Let’s look briefly at some of the things this would change.
1. There would be no “Heidegger’s politics” issue. Though one or two students report having been surprised to hear Heidegger voice pro-Nazi sympathies in the late 1920’s, those reports are not widely known even now. If not for the Rectorate period under Hitler, they might be altogether unknown, or if known then excused as some sort of casual reaction against Weimar that would never have continued as the Nazis rose to power.
Statements like this would become possible: “Unfortunately, Heidegger was no longer alive to make an undoubtedly loyal defense of his honored mentor Husserl…”
So, the political problems would be largely missing. What about the rest of the picture?
2. Under this scenario, Heidegger’s recent work would have been among his most interesting. “What is Metaphysics?” and “On the Essence of Ground” are extremely important works (though the latter is less widely read).
The 1929/30 lecture course, Fundamental Concepts of Metaphysics: World, Finitude, Solitude, would have been a tantalizing note on which to disappear. This is well known as Heidegger’s “sexiest” course… The analysis of the three forms of boredom is superb, the most literarily skilled treatment of any mood that we find in Heidegger.
The discussion of animal life doesn’t really move the ball. Heidegger says that the stone is worldless, the animal is world-poor, and the human is world-forming, but then he doesn’t really shed any light at all on world-poverty or world-forming. He just keeps repeating his old mantra that animals encounter world, but not “as” world, which is more a placeholder for a pre-philosophical intuition than an actual philosophical insight. Nonetheless, even the animal parts of the book are exciting, filled with interesting anecdotes drawn from the sciences. Also, in the Leibniz lecture course a few years earlier, Heidegger had called for a “metonotology” to deal with such themes as ethics and sexual difference.
I think it’s safe to say that at that point in time, we would have been expecting Heidegger to take a far more concrete turn. He was getting into metontology-type particular topics, and was also starting to write more like a good novelist.
3. We would all still be haunted by the specter of “the unpublished second part of Being and Time.” Heidegger was able to make this a non-issue during his lifetime by effectively renouncing the project of completing the book. But if he was dead in 1930, we would still have expected it to get done, and we would be mourning its loss even now.
Under this scenario, my reading of Heidegger would pay a price, but so would that of mainstream Heideggerians.
My loss would be the great works from the 1949 Bremen “Einblick in das was ist” through the 1950’s. The fourfold is the core of my reading of Heidegger, and though I’ve argued you can find it in germinal form in 1919 and 1929, admittedly I only looked for it there because of its later full-blown appearance. My thought process was really pretty simple: “Wait a second, Heidegger talks about the fourfold all the time in those later works, and the scholars just ignore it because they don’t know what to do with it. Heidegger can’t just be pulling four poetic terms out of a hat for the fun of it– the man is an ontologist. They must be derivable from some basic structure he sees at work in the world, and people are just afraid to try to find it,” etc. etc.

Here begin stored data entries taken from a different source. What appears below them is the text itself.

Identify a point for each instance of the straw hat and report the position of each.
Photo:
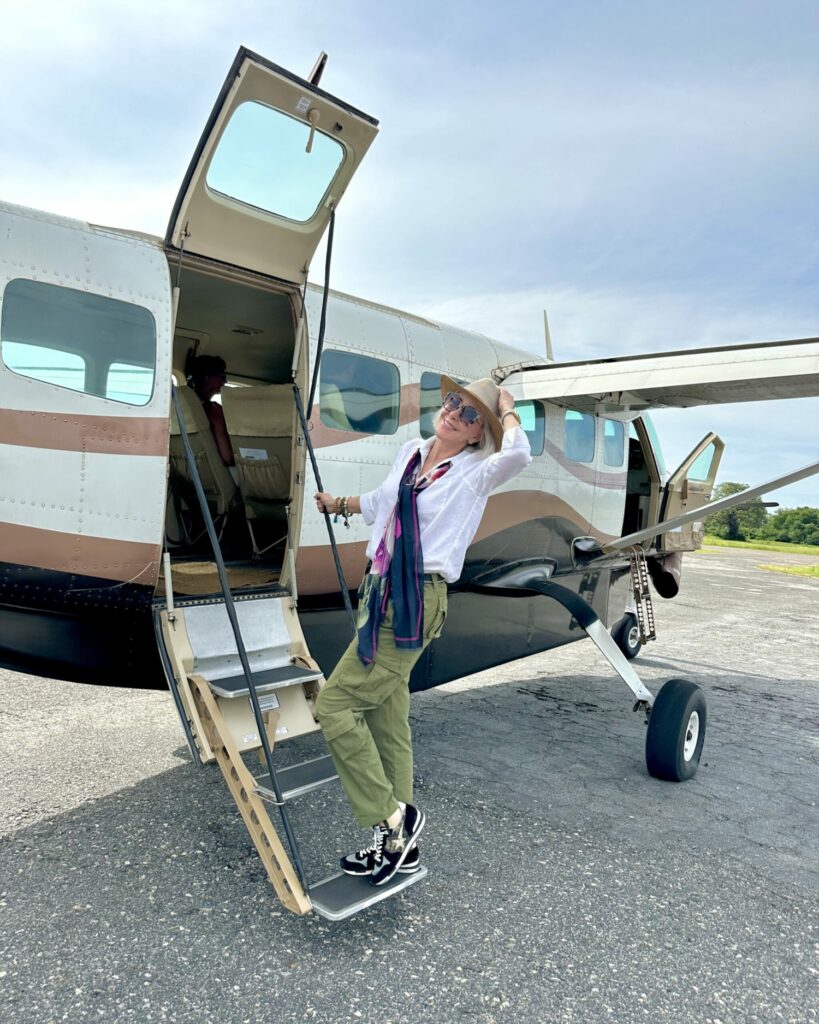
(484, 395)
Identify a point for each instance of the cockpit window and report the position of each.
(79, 340)
(261, 160)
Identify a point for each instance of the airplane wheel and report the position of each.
(676, 731)
(626, 634)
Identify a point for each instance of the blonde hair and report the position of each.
(484, 448)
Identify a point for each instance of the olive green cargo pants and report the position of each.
(364, 716)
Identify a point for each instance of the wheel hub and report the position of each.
(691, 735)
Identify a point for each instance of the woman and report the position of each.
(424, 517)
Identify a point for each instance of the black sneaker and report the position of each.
(397, 845)
(363, 862)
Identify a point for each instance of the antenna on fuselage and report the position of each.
(550, 354)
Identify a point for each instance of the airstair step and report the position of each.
(298, 778)
(341, 895)
(268, 679)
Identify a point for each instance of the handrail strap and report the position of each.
(231, 614)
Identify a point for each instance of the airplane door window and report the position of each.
(613, 442)
(700, 470)
(79, 340)
(262, 161)
(358, 393)
(532, 419)
(49, 365)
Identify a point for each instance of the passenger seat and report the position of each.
(261, 424)
(217, 482)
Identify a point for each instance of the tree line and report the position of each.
(752, 521)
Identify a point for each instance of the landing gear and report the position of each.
(626, 633)
(676, 731)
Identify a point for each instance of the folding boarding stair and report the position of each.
(243, 679)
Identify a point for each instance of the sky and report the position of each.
(645, 171)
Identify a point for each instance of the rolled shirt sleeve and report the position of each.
(515, 455)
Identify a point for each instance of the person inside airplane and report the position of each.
(207, 377)
(424, 517)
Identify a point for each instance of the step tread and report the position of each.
(299, 778)
(342, 895)
(268, 679)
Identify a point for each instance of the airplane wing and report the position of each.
(626, 386)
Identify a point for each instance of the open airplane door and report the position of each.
(274, 159)
(689, 487)
(623, 388)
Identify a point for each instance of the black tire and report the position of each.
(676, 731)
(626, 634)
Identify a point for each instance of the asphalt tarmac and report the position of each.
(564, 883)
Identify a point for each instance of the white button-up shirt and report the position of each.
(449, 509)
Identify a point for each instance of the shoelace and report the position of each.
(377, 846)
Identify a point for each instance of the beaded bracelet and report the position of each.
(342, 509)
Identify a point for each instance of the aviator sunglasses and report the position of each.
(453, 402)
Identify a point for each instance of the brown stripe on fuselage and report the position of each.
(123, 561)
(514, 507)
(100, 434)
(315, 570)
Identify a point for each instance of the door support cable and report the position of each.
(304, 417)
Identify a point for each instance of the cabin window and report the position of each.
(431, 400)
(261, 160)
(79, 340)
(532, 419)
(579, 435)
(613, 442)
(358, 393)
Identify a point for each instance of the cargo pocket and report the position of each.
(433, 624)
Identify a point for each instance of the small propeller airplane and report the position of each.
(131, 555)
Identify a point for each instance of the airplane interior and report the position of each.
(253, 329)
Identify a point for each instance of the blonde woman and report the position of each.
(424, 517)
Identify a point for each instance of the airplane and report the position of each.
(131, 555)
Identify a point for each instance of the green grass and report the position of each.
(810, 570)
(791, 549)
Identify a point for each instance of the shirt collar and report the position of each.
(426, 446)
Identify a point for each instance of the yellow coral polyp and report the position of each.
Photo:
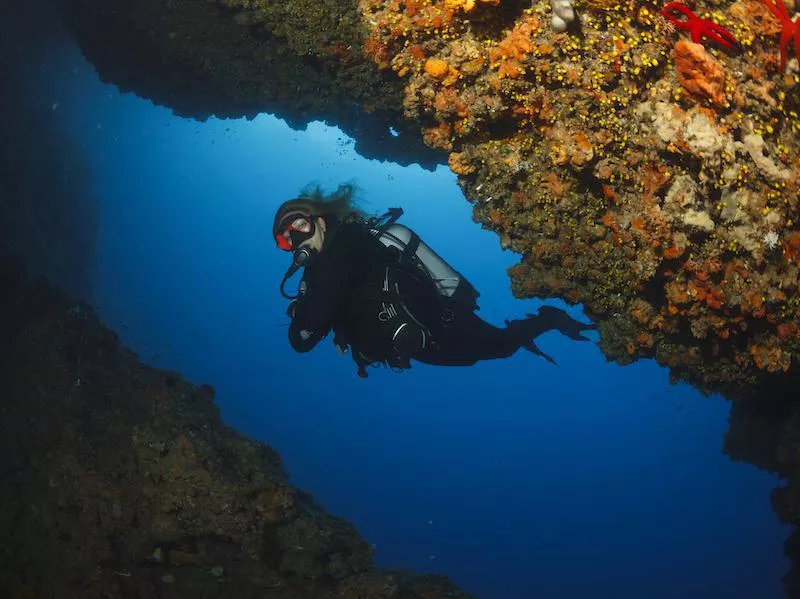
(436, 68)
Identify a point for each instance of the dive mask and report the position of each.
(294, 230)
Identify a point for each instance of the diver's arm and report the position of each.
(325, 292)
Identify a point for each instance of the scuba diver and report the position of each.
(386, 295)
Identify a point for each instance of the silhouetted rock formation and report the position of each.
(120, 480)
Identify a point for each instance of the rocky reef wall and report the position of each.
(120, 480)
(237, 58)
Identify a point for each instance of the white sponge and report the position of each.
(563, 14)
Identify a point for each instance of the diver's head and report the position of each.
(295, 229)
(304, 220)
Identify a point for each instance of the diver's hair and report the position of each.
(337, 207)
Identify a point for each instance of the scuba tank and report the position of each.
(451, 285)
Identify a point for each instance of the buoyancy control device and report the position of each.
(405, 331)
(451, 285)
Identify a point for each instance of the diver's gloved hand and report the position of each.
(342, 347)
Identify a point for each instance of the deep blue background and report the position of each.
(514, 478)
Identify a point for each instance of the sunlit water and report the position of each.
(514, 478)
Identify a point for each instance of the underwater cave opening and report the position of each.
(503, 476)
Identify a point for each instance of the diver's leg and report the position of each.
(469, 339)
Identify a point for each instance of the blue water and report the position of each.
(514, 478)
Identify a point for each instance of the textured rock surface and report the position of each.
(568, 143)
(237, 58)
(119, 480)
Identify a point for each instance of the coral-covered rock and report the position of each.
(699, 73)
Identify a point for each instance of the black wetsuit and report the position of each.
(340, 294)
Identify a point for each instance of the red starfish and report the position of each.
(788, 30)
(697, 27)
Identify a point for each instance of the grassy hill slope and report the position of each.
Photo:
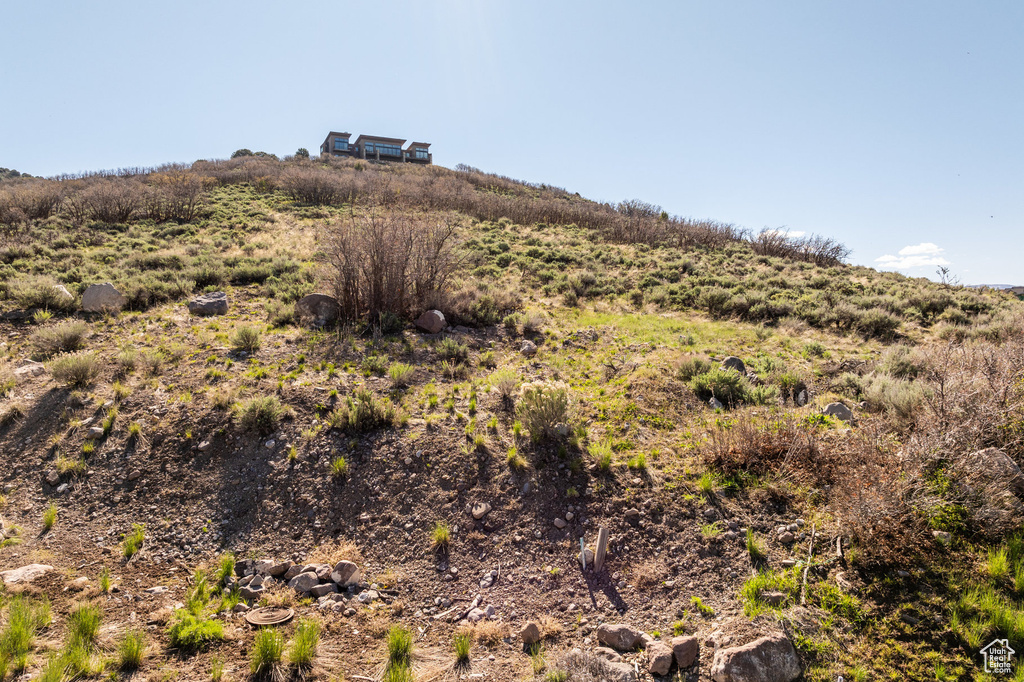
(576, 384)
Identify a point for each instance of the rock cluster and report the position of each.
(316, 580)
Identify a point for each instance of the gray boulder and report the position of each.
(431, 322)
(345, 573)
(318, 308)
(102, 298)
(658, 658)
(209, 304)
(303, 582)
(619, 636)
(733, 363)
(530, 634)
(770, 658)
(685, 649)
(839, 411)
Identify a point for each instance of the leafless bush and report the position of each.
(312, 184)
(388, 264)
(176, 194)
(109, 200)
(813, 248)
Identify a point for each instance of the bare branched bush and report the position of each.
(389, 264)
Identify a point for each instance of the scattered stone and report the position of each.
(323, 590)
(431, 322)
(102, 298)
(685, 650)
(25, 573)
(530, 634)
(209, 304)
(321, 309)
(619, 636)
(29, 369)
(303, 582)
(769, 658)
(733, 363)
(839, 411)
(345, 573)
(658, 658)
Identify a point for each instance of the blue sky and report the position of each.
(895, 128)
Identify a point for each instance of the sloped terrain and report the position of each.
(574, 388)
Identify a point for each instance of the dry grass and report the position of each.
(335, 551)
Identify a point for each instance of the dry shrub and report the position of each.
(488, 633)
(387, 264)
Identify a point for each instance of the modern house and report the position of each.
(375, 148)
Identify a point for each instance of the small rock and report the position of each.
(530, 634)
(480, 509)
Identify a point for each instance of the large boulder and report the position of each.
(685, 649)
(209, 304)
(770, 658)
(839, 411)
(431, 322)
(345, 573)
(102, 298)
(733, 363)
(25, 573)
(321, 309)
(619, 636)
(658, 658)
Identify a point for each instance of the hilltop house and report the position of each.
(375, 148)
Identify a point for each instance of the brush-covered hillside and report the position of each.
(791, 456)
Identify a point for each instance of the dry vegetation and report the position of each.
(632, 312)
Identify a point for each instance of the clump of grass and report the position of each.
(339, 467)
(601, 452)
(76, 370)
(755, 547)
(261, 414)
(83, 626)
(132, 541)
(462, 642)
(515, 460)
(189, 632)
(131, 649)
(49, 517)
(104, 581)
(247, 339)
(440, 537)
(400, 374)
(304, 644)
(399, 646)
(365, 412)
(59, 339)
(264, 659)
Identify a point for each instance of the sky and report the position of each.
(894, 127)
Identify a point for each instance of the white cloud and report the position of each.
(925, 254)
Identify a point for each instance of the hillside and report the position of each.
(672, 380)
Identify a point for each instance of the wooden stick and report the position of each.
(810, 551)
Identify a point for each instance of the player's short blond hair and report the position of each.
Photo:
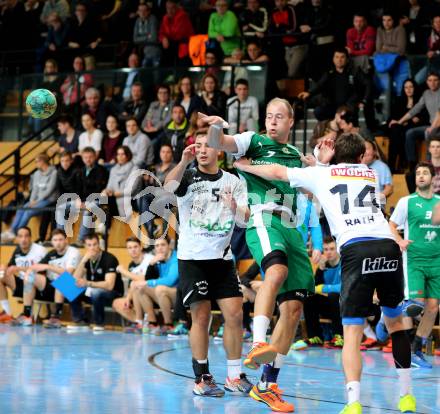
(285, 102)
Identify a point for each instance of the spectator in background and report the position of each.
(325, 301)
(117, 190)
(223, 27)
(60, 7)
(43, 192)
(83, 30)
(403, 103)
(56, 36)
(69, 138)
(161, 170)
(372, 159)
(162, 278)
(111, 141)
(25, 255)
(91, 179)
(146, 35)
(92, 136)
(254, 20)
(434, 151)
(136, 270)
(123, 91)
(390, 51)
(361, 42)
(139, 144)
(174, 33)
(214, 100)
(187, 96)
(430, 101)
(76, 84)
(98, 108)
(66, 184)
(340, 86)
(433, 54)
(135, 107)
(317, 30)
(174, 133)
(159, 112)
(243, 112)
(283, 21)
(97, 272)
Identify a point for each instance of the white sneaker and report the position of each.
(100, 228)
(7, 236)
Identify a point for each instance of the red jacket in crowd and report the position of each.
(177, 29)
(363, 43)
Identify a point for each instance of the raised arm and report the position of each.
(268, 172)
(216, 137)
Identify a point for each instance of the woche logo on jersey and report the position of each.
(353, 172)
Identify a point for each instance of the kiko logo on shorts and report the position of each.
(378, 265)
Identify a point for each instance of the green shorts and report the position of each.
(266, 233)
(423, 281)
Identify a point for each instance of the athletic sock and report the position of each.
(369, 333)
(5, 306)
(402, 360)
(200, 367)
(27, 311)
(418, 343)
(404, 381)
(353, 391)
(261, 324)
(271, 371)
(234, 368)
(58, 309)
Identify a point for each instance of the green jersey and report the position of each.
(268, 195)
(414, 214)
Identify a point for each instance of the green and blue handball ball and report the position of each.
(41, 103)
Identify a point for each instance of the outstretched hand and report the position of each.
(212, 120)
(326, 151)
(241, 163)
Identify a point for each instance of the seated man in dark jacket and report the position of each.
(90, 179)
(174, 133)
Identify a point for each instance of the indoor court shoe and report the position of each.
(271, 396)
(418, 360)
(5, 317)
(206, 387)
(133, 328)
(381, 331)
(179, 329)
(260, 353)
(370, 345)
(52, 323)
(353, 408)
(240, 385)
(412, 308)
(22, 321)
(407, 404)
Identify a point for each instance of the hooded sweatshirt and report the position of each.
(44, 185)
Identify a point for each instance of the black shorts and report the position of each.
(208, 280)
(47, 294)
(368, 266)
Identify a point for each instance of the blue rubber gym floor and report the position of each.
(56, 372)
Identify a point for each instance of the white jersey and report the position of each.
(349, 195)
(205, 222)
(70, 259)
(33, 256)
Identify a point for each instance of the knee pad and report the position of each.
(273, 258)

So, my own life would be different. Presumably I would still have been drawn to the tool-analysis, but without the fourfold to chew on I probably would have been obsessively rereading the 29/30 course looking for traces of some way to get a “metontology” out of there.
However, I also would have been surrounded by different people. The mainstream Heideggerian is, by and large, a 1930’s Heideggerian… The endless appeals to veiling and unveiling… The dead-end wanderings in the Hölderlin crypt… The only moderately fruitful attention to his readings of Nietzsche.
So, the mainstream Heideggerian would be more of a Being and Time Heideggerian. Given the upsurge of concreteness just before Heidegger’s “death,” I suppose the more concrete passages from the magnum opus might retroactively take on greater significance– I refer to the analysis of everydayness, of course.
And incidentally, if there is one way in which my reading of Heidegger has changed since Tool-Being, it is probably my renewed appreciation for that part of Being and Time. I still think Max Scheler is better on those “anthropological” issues, but Heidegger does them better than I thought. In particular, I’m more delighted than ever by the observation that every Dasein chooses its hero, and some choose “das Man” as their hero.